Linken-Politikerin über Stress: „Dann mache ich keine gute Arbeit“
Weil zwei Abgeordnete Schwächeanfälle erlitten, klagt Anke Domscheit-Berg über Überlastung im Parlament. Eine Verkleinerung des Bundestags sei fatal.
taz: Frau Domscheit-Berg, am Donnerstag haben zwei Abgeordnete im Plenum Schwächeanfälle erlitten, darunter ihre Fraktionskollegin Simone Barrientos. Wie geht es ihr?
Anke Domscheit-Berg: Es soll ihr den Umständen entsprechend besser gehen, es scheint nichts gravierendes zu sein.
Sie haben daraufhin auf Twitter über die Arbeitsbelastung im Bundestag geklagt. War das bisher ein Tabuthema?
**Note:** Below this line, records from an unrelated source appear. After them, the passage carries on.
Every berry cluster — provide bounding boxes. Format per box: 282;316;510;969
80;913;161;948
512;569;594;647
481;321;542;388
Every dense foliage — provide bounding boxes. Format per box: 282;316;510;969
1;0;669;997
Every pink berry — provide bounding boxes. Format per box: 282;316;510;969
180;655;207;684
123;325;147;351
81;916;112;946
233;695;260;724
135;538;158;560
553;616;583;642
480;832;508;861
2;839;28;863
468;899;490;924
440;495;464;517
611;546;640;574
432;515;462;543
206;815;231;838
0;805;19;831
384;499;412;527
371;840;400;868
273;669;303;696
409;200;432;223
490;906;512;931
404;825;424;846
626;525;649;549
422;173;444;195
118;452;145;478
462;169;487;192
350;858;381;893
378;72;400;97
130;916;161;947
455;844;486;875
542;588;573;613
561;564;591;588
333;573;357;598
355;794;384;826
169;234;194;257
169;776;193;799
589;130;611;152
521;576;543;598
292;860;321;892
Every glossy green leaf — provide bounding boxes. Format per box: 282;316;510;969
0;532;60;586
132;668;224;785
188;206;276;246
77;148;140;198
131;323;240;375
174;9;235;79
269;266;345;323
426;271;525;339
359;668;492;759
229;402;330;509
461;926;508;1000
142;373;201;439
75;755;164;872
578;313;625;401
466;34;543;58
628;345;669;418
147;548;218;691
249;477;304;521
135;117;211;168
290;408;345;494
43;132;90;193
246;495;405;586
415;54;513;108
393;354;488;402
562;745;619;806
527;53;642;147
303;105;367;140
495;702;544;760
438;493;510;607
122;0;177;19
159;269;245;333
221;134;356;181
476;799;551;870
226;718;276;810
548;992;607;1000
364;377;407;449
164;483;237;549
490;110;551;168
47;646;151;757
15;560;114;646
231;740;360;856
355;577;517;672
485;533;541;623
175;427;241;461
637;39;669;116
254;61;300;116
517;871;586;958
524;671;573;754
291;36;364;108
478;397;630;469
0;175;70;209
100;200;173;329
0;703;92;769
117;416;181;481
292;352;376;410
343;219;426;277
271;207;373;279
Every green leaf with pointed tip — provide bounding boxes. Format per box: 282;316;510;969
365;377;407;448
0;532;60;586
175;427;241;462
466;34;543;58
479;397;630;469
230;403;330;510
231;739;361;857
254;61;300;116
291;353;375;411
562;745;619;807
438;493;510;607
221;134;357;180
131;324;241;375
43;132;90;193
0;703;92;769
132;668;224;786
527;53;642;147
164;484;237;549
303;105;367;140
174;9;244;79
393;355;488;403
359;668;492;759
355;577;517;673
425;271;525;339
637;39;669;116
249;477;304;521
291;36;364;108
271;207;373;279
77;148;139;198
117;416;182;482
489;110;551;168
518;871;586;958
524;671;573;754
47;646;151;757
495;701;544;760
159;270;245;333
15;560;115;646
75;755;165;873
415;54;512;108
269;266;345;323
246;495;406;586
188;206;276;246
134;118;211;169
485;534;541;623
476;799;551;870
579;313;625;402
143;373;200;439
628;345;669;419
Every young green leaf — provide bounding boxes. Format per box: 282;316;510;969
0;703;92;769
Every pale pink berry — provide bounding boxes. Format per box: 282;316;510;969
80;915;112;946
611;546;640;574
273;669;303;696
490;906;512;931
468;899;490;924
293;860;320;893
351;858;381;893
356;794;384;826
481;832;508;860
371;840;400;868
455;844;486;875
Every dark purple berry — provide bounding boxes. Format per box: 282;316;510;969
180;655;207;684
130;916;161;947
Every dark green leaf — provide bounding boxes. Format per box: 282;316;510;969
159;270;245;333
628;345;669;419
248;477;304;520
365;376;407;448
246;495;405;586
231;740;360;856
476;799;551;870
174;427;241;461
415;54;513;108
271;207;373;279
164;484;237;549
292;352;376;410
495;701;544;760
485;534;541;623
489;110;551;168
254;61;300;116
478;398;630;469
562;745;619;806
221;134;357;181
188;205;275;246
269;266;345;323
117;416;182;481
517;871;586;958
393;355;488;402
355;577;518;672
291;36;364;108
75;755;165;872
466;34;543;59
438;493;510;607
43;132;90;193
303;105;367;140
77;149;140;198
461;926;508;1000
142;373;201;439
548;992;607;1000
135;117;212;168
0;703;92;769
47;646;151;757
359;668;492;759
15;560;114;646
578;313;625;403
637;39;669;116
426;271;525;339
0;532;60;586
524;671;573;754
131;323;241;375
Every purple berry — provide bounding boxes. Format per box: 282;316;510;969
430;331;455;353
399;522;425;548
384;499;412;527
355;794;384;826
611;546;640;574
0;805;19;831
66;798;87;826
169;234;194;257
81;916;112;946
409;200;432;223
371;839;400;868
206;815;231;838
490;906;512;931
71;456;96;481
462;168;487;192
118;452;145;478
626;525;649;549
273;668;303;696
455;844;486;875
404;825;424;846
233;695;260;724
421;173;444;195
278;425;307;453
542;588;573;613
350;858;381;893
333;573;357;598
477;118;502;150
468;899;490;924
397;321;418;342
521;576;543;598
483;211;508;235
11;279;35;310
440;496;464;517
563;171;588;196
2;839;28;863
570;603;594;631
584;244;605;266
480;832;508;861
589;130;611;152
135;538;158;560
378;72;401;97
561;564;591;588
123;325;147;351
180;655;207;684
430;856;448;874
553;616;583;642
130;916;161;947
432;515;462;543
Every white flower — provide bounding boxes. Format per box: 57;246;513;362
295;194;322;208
Absolut. Ich bin gewarnt worden, überhaupt darüber zu reden und auch schon von einigen Abgeordneten dafür geschimpft worden, weil es doch nur einen Shitstorm ergebe. Aber ich bin auch von vielen Abgeordneten der demokratischen Parteien angesprochen worden: Endlich hat es mal eine gesagt.
Anke Domscheit-Berg, 51, ist parteiloses Mitglied der Linksfraktion im Bundestag.
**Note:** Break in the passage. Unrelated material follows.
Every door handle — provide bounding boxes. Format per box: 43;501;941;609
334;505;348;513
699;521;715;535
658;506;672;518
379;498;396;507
Auf Twitter haben Sie geschrieben, die Arbeitsbedingungen im Bundestag seien menschenfeindlich. Was müsste geschehen, damit sich das ändert?
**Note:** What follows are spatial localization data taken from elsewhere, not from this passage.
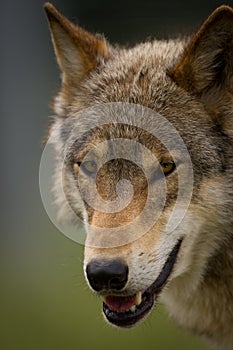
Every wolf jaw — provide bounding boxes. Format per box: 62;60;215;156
102;239;182;327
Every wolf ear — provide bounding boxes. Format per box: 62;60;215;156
168;6;233;100
44;3;110;83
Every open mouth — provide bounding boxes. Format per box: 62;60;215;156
103;239;183;328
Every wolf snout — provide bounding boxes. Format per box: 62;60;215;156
86;260;129;292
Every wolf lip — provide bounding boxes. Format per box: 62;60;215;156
102;239;183;328
103;291;154;327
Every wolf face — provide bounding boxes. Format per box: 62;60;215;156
44;3;233;348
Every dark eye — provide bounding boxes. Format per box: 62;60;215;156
75;160;97;176
160;161;176;176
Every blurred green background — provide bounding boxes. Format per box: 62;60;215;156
1;0;227;349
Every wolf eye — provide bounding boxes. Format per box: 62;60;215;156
80;160;97;175
160;161;176;176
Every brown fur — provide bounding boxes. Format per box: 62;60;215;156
44;3;233;349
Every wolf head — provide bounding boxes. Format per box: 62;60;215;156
44;3;233;330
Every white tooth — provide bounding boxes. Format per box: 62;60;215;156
130;305;136;312
135;292;142;306
73;163;79;173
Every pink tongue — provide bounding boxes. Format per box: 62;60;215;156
104;295;136;312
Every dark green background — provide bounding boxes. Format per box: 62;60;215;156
2;0;230;349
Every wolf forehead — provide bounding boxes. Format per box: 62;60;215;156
63;122;177;162
81;40;186;103
61;39;196;113
54;39;215;145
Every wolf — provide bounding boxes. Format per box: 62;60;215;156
44;3;233;349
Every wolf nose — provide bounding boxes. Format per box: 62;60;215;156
86;260;129;292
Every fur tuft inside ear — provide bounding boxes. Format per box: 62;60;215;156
168;5;233;96
44;2;110;84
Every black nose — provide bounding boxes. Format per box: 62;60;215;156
86;260;129;292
So ein Kreislaufkollaps hat möglicherweise mit Dehydrierung zu tun. Das Verbot, im Bundestag Wasser zu trinken, könnte man einfach aufheben. Schwierig wird es mit dem Arbeitsvolumen. Im Bundestag sitzen sechs Fraktionen, die alle ihre Duftmarken setzen wollen, mit eigenen Gesetzesinitiativen, eigenen Entschließungsanträgen. Da kommt mehr Output raus und der will besprochen werden. Da könnte jede Fraktion mehr Selbstdisziplin wahren lassen, sich etwas zurücknehmen und weniger Anträge stellen.
Es wäre eine Lösung, wenn sich die politischen Kräfte selbst einschränken?
Gerade für die Opposition ist das natürlich schwierig, weil sie weniger Möglichkeiten hat, politisch wirksam zu sein.
Wirtschaftsminister Peter Altmaier (CDU) hat in dieser Woche vorgeschlagen, den Bundestag zu verkleinern und die Zahl der Minister und Staatssekretäre zu reduzieren. Müssten dann nicht weniger Abgeordnete und Regierungs-Mitarbeiter noch mehr Arbeit stemmen?
Aus Sicht einer Groko-Partei kann man das so fordern, weil sie ein paar hundert Abgeordnete haben und womöglich ein paar Hinterbänkler, auf die sie verzichten können. Aber Fraktionen von unserer Größe oder der Grünen: Wie man da mit noch weniger Leuten noch mehr Arbeit schaffen soll, ist mir völlig schleierhaft. Ich bin Mitglied in drei Ausschüssen. Soll ich dann Mitglied in noch mehr Ausschüssen sein? Dann mache ich keine gute Arbeit mehr.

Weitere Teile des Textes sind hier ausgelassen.